Ernest G. CARR, Defendant-Appellant.
En Banc.
As Modified April 16, 1984.
Rehearing Denied April 16, 1984.
Ray Dickhaner, Hillsboro, for defendant-appellant.
Page 69
Earl R. Blackwell, Hillsboro, for plaintiff-respondent.
BLACKMAR, Judge.
The plaintiff recovered a judgment for $180,000 for personal injuries. The defendant appeals arguing, first, that the judgment for the plaintiff is barred because of collateral estoppel on the issue of contributory negligence, and, second, that plaintiff's damage instruction should have been modified in accordance with Note on Use No. 3 to MAI 4.01. The Court of Appeals, by unanimous action of the 14 judges, transferred the case here for resolution of the collateral estoppel issue. We decide all issues in the case as on original appeal, Mo. Const. Art. V, Sec. 10, and conclude that the doctrine of collateral estoppel should be applied, necessitating a remand for reduction of the judgment. We do not find it necessary to order a new trial either on liability or on damages. We borrow certain portions of Judge Gerald M. Smith's opinion.
1. Collateral Estoppel
The plaintiff, on September 1980, was driving an automobile owned by his brother, Gerald. That vehicle collided with one driven by defendant Carr. Gerald brought suit against defendant for property damage to the vehicle.
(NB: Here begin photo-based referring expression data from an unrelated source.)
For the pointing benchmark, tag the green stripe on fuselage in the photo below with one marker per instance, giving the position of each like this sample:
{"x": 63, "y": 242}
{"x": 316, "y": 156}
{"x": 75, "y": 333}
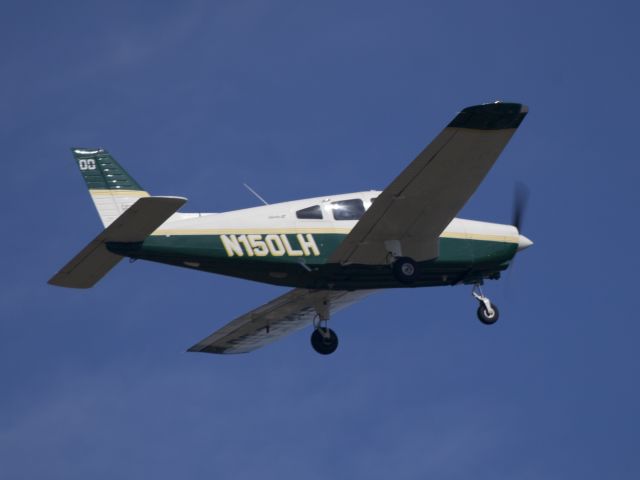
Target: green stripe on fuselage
{"x": 287, "y": 259}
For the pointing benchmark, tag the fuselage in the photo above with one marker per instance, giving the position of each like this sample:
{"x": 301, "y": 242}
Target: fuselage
{"x": 291, "y": 243}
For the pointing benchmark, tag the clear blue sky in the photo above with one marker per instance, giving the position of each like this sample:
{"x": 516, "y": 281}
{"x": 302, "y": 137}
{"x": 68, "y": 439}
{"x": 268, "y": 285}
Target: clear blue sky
{"x": 301, "y": 99}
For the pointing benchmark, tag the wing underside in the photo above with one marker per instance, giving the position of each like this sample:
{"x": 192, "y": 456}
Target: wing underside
{"x": 411, "y": 213}
{"x": 292, "y": 311}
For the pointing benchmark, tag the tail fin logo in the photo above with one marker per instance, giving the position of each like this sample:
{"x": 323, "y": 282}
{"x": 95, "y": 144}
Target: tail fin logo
{"x": 87, "y": 164}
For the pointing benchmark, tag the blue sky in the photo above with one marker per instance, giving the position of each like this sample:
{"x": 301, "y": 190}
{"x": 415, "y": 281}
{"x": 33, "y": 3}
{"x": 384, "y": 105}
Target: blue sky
{"x": 300, "y": 99}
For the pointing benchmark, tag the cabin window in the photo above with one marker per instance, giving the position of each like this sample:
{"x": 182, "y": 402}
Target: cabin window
{"x": 310, "y": 213}
{"x": 348, "y": 209}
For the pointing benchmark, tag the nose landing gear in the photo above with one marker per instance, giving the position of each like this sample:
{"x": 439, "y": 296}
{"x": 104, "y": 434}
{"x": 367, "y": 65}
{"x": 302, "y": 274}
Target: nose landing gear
{"x": 487, "y": 312}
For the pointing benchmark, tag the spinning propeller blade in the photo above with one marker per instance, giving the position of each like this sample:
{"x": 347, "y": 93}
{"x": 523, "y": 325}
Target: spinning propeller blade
{"x": 520, "y": 199}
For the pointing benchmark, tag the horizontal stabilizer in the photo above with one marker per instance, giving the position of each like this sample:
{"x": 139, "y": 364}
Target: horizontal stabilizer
{"x": 134, "y": 225}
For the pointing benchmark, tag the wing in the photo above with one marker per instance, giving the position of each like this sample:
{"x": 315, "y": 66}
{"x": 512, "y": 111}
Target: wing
{"x": 290, "y": 312}
{"x": 411, "y": 213}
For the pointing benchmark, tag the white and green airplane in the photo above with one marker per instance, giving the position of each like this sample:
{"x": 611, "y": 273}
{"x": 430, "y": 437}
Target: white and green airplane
{"x": 332, "y": 250}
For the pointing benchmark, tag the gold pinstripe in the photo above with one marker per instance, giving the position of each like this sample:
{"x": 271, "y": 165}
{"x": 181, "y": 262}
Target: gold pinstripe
{"x": 95, "y": 192}
{"x": 265, "y": 231}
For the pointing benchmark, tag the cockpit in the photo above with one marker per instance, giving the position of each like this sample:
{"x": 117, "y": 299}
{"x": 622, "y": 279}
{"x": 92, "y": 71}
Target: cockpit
{"x": 352, "y": 209}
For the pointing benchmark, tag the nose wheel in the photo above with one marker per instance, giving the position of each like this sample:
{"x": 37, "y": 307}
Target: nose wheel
{"x": 487, "y": 312}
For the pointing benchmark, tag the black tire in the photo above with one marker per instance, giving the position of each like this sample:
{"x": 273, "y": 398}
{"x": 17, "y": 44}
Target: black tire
{"x": 324, "y": 345}
{"x": 484, "y": 316}
{"x": 405, "y": 269}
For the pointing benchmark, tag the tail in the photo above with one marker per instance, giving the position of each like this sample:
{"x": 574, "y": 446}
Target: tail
{"x": 128, "y": 213}
{"x": 111, "y": 188}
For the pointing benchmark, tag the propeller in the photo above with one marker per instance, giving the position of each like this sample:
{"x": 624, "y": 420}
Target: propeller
{"x": 520, "y": 200}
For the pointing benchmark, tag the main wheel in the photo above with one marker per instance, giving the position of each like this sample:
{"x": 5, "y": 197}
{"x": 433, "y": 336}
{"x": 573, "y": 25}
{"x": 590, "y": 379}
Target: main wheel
{"x": 404, "y": 269}
{"x": 322, "y": 344}
{"x": 485, "y": 317}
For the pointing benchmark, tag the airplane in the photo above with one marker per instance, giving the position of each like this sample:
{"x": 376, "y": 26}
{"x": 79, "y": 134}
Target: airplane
{"x": 333, "y": 250}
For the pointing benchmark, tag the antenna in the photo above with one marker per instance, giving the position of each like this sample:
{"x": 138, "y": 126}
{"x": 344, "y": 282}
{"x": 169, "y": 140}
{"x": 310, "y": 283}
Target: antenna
{"x": 255, "y": 193}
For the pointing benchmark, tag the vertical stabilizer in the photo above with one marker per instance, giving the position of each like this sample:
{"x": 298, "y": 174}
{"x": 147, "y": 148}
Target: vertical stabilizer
{"x": 112, "y": 189}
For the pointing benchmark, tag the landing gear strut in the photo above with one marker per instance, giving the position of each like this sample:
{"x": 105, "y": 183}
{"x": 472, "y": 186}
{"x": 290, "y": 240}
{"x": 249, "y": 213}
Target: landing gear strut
{"x": 323, "y": 339}
{"x": 487, "y": 312}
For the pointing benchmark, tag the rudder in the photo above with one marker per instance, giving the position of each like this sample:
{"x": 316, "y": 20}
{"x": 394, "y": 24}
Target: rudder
{"x": 111, "y": 188}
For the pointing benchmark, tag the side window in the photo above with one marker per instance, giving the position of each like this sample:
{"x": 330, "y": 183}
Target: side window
{"x": 347, "y": 209}
{"x": 310, "y": 213}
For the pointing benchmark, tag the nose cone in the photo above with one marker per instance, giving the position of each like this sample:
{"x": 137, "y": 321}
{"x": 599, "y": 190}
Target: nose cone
{"x": 523, "y": 242}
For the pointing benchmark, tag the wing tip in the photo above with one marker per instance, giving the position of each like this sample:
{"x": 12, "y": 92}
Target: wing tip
{"x": 491, "y": 116}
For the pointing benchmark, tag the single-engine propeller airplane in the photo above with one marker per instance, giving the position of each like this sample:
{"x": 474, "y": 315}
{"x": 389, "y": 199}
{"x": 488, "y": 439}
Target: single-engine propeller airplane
{"x": 333, "y": 250}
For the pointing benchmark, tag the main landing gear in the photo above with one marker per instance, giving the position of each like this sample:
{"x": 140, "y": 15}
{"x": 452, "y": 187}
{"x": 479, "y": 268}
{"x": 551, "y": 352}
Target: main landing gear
{"x": 323, "y": 339}
{"x": 404, "y": 269}
{"x": 487, "y": 312}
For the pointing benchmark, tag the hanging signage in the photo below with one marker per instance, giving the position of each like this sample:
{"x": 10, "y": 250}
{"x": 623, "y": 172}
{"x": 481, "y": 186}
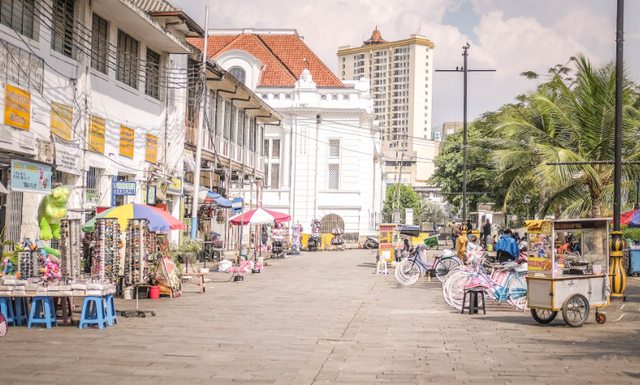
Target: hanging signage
{"x": 151, "y": 195}
{"x": 152, "y": 149}
{"x": 236, "y": 205}
{"x": 126, "y": 141}
{"x": 30, "y": 177}
{"x": 176, "y": 185}
{"x": 67, "y": 155}
{"x": 61, "y": 120}
{"x": 124, "y": 188}
{"x": 17, "y": 108}
{"x": 96, "y": 134}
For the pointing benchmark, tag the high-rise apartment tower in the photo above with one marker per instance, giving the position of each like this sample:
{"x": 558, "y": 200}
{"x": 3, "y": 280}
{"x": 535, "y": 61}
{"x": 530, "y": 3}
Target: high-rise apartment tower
{"x": 401, "y": 74}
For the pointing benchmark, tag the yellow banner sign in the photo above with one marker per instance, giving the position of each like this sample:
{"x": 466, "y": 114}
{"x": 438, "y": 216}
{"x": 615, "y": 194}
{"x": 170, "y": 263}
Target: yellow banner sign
{"x": 96, "y": 134}
{"x": 17, "y": 108}
{"x": 152, "y": 149}
{"x": 126, "y": 141}
{"x": 61, "y": 119}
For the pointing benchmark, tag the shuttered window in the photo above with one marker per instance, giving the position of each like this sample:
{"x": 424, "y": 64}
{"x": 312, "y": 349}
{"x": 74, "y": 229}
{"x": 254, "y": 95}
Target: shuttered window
{"x": 99, "y": 44}
{"x": 127, "y": 60}
{"x": 62, "y": 26}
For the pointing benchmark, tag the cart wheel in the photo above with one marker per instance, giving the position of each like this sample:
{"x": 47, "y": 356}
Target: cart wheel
{"x": 575, "y": 310}
{"x": 543, "y": 316}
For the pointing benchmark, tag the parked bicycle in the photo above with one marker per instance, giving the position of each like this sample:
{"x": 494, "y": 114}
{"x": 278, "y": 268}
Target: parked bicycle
{"x": 416, "y": 265}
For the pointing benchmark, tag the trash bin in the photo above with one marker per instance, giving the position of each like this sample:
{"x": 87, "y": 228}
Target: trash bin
{"x": 634, "y": 262}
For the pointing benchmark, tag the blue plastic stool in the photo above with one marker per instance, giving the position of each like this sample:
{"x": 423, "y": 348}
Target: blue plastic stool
{"x": 6, "y": 308}
{"x": 45, "y": 306}
{"x": 93, "y": 312}
{"x": 110, "y": 308}
{"x": 21, "y": 310}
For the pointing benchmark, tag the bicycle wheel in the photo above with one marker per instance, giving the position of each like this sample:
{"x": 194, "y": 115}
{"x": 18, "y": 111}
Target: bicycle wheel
{"x": 444, "y": 267}
{"x": 407, "y": 272}
{"x": 575, "y": 310}
{"x": 543, "y": 316}
{"x": 517, "y": 292}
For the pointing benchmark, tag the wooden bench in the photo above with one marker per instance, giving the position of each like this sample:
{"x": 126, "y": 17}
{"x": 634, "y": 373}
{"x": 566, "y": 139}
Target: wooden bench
{"x": 200, "y": 278}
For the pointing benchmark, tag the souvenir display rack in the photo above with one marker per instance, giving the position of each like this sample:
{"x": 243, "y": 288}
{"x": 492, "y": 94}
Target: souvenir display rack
{"x": 106, "y": 254}
{"x": 141, "y": 245}
{"x": 137, "y": 252}
{"x": 70, "y": 250}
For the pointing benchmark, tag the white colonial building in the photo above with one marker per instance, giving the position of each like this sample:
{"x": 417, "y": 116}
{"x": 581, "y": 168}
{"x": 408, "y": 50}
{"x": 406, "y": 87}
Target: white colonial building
{"x": 324, "y": 160}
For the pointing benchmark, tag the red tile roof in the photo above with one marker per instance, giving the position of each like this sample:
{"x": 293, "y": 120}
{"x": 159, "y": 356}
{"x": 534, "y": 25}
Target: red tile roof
{"x": 281, "y": 55}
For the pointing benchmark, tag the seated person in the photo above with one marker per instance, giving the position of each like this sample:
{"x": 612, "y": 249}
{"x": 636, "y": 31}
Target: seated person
{"x": 507, "y": 247}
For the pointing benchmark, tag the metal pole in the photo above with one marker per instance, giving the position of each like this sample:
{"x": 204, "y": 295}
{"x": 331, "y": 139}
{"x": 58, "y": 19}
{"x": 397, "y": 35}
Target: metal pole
{"x": 618, "y": 131}
{"x": 203, "y": 104}
{"x": 617, "y": 273}
{"x": 464, "y": 139}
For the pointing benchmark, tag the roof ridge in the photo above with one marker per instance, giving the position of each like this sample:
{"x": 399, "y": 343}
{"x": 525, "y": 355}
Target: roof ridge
{"x": 223, "y": 47}
{"x": 320, "y": 61}
{"x": 266, "y": 46}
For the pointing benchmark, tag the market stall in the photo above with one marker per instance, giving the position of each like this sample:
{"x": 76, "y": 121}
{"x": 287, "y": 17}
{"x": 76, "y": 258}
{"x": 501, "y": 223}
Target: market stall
{"x": 571, "y": 278}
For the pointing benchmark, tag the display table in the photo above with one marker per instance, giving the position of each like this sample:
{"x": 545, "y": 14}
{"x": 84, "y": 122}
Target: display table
{"x": 200, "y": 280}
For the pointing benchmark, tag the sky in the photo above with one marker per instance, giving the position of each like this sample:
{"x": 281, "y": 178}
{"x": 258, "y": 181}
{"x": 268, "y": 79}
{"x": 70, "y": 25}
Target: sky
{"x": 510, "y": 36}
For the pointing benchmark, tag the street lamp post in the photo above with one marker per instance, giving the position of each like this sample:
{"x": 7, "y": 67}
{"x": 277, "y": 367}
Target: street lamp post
{"x": 617, "y": 274}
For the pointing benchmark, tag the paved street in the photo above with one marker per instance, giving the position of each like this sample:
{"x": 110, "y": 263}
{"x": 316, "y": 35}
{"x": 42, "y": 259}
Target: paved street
{"x": 321, "y": 318}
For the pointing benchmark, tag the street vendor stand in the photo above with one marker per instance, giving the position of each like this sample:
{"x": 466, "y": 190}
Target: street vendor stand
{"x": 388, "y": 236}
{"x": 567, "y": 282}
Defendant brought plaintiff into that suit on an impleader for apportionment, and also sought consolidation of plaintiff's suit against him for personal injuries (the present case) but plaintiff successfully opposed consolidation. A jury trial on Gerald's suit resulted in a verdict apportioning Gerald's property damage judgment, 60% against defendant Carr and 40% against plaintiff. Carr raised plaintiff's contributory negligence as a defense in its original answer and, by amendment after the property damage verdict, raised the defenses of res judicata and collateral estoppel. Upon motion, the court struck the defenses that were based upon the property damage verdict. Plaintiff's petition originally pled as primary negligence that defendant Carr was on the wrong side of the road. This was also the allegation of Gerald's property damage petition. A humanitarian doctrine claim was presented by amendment but not submitted and the case went to the jury only on the allegations of primary negligence.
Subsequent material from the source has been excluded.